Rapunzel caminhava com uma mistura de nervosismo e excitação enquanto se aproximava da casa de Miguel Diaz, localizada em um bairro modesto e tranquilo. A residência de dois andares tinha uma fachada simples, pintada de um tom neutro e com uma garagem ao lado. O pequeno jardim da frente estava bem cuidado, com algumas plantas e arbustos dispostos com carinho. Ao tocar a campainha, um som firme e ressonante ecoou pelo hall interno, e logo a porta foi aberta por uma mulher bonita que tinha os mesmos traços de Miguel, embora seus fios fossem mais cacheados que os dele. Ela a cumprimentou com um sorriso caloroso, vestindo uma camiseta de mangas longas azul claro e calça jeans. O ambiente ao fundo refletia o mesmo estilo descontraído e acolhedor que ela exibia.

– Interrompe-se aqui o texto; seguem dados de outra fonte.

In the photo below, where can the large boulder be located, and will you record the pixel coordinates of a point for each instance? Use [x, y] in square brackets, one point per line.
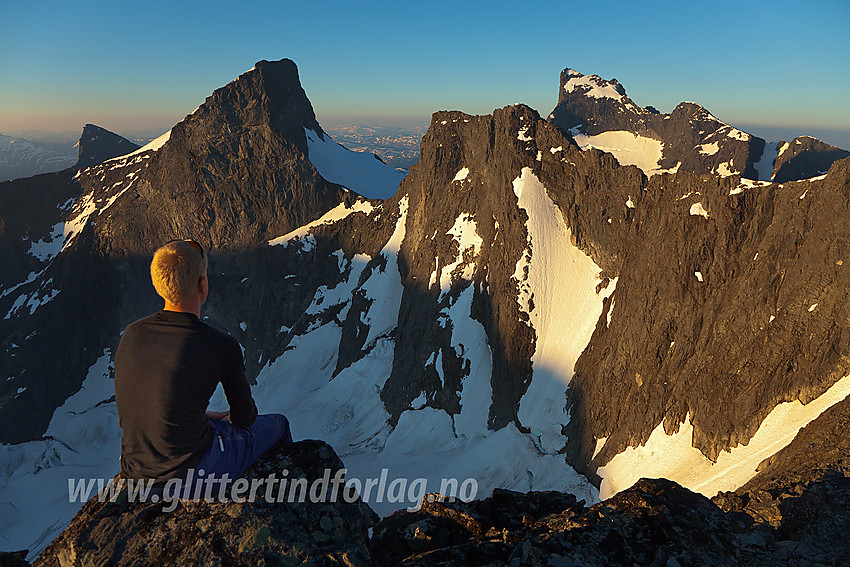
[199, 532]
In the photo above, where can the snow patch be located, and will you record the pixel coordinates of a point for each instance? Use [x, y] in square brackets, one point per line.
[593, 86]
[566, 307]
[674, 457]
[627, 147]
[698, 210]
[360, 172]
[709, 149]
[334, 215]
[462, 174]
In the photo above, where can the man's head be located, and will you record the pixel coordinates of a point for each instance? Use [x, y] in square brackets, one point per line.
[179, 273]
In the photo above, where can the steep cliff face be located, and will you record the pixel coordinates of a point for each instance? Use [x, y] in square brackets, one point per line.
[520, 309]
[600, 114]
[730, 306]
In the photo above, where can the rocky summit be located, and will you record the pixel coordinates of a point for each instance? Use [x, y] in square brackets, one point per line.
[600, 114]
[527, 309]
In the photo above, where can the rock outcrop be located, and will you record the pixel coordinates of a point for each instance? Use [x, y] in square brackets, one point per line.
[518, 296]
[226, 532]
[656, 522]
[599, 112]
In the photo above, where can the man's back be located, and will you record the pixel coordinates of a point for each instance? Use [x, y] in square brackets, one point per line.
[166, 369]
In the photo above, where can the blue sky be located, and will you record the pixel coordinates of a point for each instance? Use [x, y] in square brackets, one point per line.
[143, 66]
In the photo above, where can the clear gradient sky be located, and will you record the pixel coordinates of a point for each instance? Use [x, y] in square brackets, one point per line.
[142, 66]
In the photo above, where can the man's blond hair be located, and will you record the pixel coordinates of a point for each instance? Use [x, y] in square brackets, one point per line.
[176, 269]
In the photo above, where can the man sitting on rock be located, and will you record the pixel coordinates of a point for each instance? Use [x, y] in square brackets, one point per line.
[166, 369]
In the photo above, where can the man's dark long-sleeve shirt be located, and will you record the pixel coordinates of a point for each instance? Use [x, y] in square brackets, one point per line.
[166, 369]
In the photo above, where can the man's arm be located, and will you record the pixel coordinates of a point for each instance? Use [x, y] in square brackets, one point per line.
[243, 410]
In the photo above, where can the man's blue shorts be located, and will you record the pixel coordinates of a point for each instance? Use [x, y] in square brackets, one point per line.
[233, 450]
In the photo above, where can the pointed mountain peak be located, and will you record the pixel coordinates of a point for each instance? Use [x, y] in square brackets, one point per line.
[98, 144]
[268, 95]
[591, 85]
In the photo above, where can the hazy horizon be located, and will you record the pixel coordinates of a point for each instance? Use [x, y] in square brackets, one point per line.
[131, 70]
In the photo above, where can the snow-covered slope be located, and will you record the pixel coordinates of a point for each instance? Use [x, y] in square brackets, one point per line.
[689, 138]
[360, 172]
[518, 311]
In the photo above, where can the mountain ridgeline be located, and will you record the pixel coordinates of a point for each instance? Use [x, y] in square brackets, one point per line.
[526, 309]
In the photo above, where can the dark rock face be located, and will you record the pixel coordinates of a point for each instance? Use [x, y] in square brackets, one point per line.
[730, 298]
[98, 145]
[233, 175]
[489, 147]
[803, 491]
[805, 157]
[656, 522]
[694, 140]
[225, 532]
[722, 350]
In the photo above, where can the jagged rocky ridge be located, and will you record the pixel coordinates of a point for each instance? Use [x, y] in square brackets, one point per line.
[690, 138]
[434, 330]
[655, 522]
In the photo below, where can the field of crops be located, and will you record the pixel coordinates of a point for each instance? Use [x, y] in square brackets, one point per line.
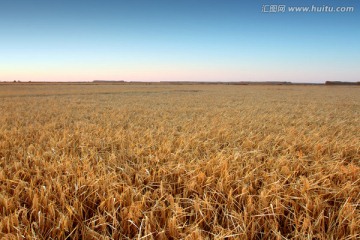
[179, 161]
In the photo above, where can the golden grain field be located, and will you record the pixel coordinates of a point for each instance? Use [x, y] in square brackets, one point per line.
[159, 161]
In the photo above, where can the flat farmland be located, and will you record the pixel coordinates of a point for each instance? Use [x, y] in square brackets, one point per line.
[165, 161]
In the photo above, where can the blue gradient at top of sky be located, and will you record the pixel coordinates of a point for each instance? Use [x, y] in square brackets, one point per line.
[174, 40]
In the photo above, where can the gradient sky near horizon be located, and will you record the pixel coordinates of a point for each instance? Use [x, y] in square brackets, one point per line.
[175, 40]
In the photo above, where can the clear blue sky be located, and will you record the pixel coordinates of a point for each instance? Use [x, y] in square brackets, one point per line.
[156, 40]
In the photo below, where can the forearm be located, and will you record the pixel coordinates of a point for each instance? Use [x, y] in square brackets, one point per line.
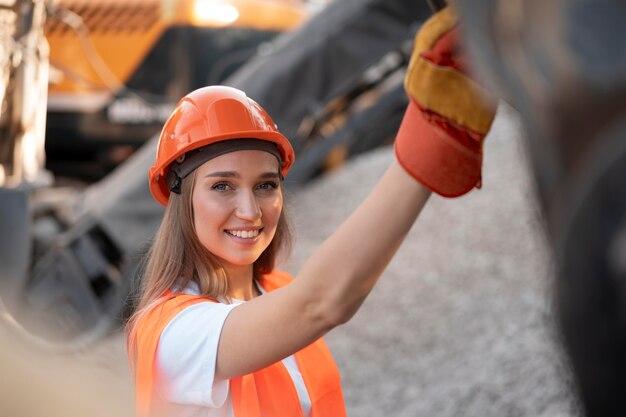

"Eu gostaria de saber se o Miguel está..." Rapunzel perguntou, suas mãos mexendo uma na outra pelo nervosismo. Ela abriu um sorriso para a mulher e inclinou a cabeça para o lado. A outra não precisou responder, pois ouviram um grito vindo de dentro da casa.

"Teste de novo! Você é uma garotinha?" A voz masculina ecoou na sala, com um tom agressivo e motivador. "Levante!"

"Eu não consigo, sensei!" Miguel gritou de volta.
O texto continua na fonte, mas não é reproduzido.